While the actor might have faced a spot of trouble recently thanks to the cancellation of Batgirl, things are certainly looking up for Fraser now.
The film is already generating Oscar buzz, which is pretty epic considering that it premiered only a few short hours ago.
Then again, with Black Swan director Darren Aronfsky at the helm of the film we’re not exactly surprised its earning ticks across the board.
The Whale tells the tale of a reclusive overweight English teacher, played by Fraser, who attempts to reconnect with his seventeen-year-old daughter, played by Sadie Smith.
Variety reports that many audience members were visibly moved as the film debuted at the acclaimed festival.
Phoebe Waller-Bridge, Nick Kroll, and Hillary Clinton staffer Huma Abedin were among the crowd and were even spotted shedding a tear or two.
You may have recently seen stills from the flick that have circled the internet, with many shocked at the George of the Jungle actor’s dramatic transformation.
He said: “I want to learn from the people I’m working with at this point in my career. I’ve had such variety, a lot of high highs and low lows, so what I’m keen for, in the second half of my time doing this, is to feel like I’m contributing to the craft and I’m learning from it.
“This is a prime opportunity. I wanted to disappear into it. My hope was that I would become unrecognisable.”

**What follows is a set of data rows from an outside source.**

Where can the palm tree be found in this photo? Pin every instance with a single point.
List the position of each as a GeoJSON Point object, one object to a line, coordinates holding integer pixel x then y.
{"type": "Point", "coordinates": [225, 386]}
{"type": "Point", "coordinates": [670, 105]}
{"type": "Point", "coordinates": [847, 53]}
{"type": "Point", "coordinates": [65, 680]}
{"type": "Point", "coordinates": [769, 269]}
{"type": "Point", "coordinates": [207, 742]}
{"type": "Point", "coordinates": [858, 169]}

While The Whale presented an opportunity for Fraser to reinvent his career, the George of the Jungle star still struggled with the challenge of carrying 50 to 600 extra pounds during shooting.
“The torso piece was almost like a straight jacket, with sleeves that went on, airbrushed by hand, to look identical as would human skin, right down to the hand-punched hair,” he explained to the outlet.

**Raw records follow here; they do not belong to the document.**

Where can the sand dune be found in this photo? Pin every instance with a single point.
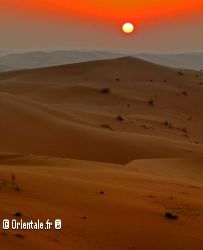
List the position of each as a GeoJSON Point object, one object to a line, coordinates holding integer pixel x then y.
{"type": "Point", "coordinates": [126, 127]}
{"type": "Point", "coordinates": [130, 211]}
{"type": "Point", "coordinates": [59, 111]}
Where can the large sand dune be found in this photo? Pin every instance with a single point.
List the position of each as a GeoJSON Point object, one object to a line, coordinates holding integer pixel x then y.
{"type": "Point", "coordinates": [127, 127]}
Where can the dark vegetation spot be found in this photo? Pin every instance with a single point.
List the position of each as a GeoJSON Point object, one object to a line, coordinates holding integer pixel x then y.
{"type": "Point", "coordinates": [120, 118]}
{"type": "Point", "coordinates": [107, 126]}
{"type": "Point", "coordinates": [151, 102]}
{"type": "Point", "coordinates": [105, 90]}
{"type": "Point", "coordinates": [184, 93]}
{"type": "Point", "coordinates": [145, 126]}
{"type": "Point", "coordinates": [16, 188]}
{"type": "Point", "coordinates": [171, 216]}
{"type": "Point", "coordinates": [151, 196]}
{"type": "Point", "coordinates": [184, 130]}
{"type": "Point", "coordinates": [168, 124]}
{"type": "Point", "coordinates": [180, 73]}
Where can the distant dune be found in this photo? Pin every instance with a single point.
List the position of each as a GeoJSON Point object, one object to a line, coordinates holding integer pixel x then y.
{"type": "Point", "coordinates": [182, 60]}
{"type": "Point", "coordinates": [38, 59]}
{"type": "Point", "coordinates": [60, 111]}
{"type": "Point", "coordinates": [114, 148]}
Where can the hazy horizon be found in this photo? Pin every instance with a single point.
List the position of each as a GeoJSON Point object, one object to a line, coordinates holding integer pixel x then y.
{"type": "Point", "coordinates": [168, 27]}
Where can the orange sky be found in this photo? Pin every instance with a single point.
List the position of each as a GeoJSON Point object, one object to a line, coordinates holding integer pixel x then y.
{"type": "Point", "coordinates": [161, 25]}
{"type": "Point", "coordinates": [118, 10]}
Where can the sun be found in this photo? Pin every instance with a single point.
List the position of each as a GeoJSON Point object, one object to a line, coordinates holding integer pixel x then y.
{"type": "Point", "coordinates": [128, 28]}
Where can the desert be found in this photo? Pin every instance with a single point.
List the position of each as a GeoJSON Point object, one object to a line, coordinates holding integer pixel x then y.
{"type": "Point", "coordinates": [113, 148]}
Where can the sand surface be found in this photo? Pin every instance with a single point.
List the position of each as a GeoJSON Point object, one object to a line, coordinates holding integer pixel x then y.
{"type": "Point", "coordinates": [141, 144]}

But it looks like the gruelling work has paid off as many critics are praising Fraser’s performance.
Writer for BBC Nicholas Barber even called the flick capable of launching the ‘Branassiance’ writing: “Fraser richly deserves to be nominated for a best actor Oscar, and if that doesn’t happen, I won’t just eat my hat, I’ll eat as many pizzas and cheese-and-meatball sandwiches as Charlie gets through in the film.”
Meanwhile, over at the Screen Daily, journalist Wendy Ide fawned over Fraser’s on-screen magnetism, calling it the ‘best performance’ of his career.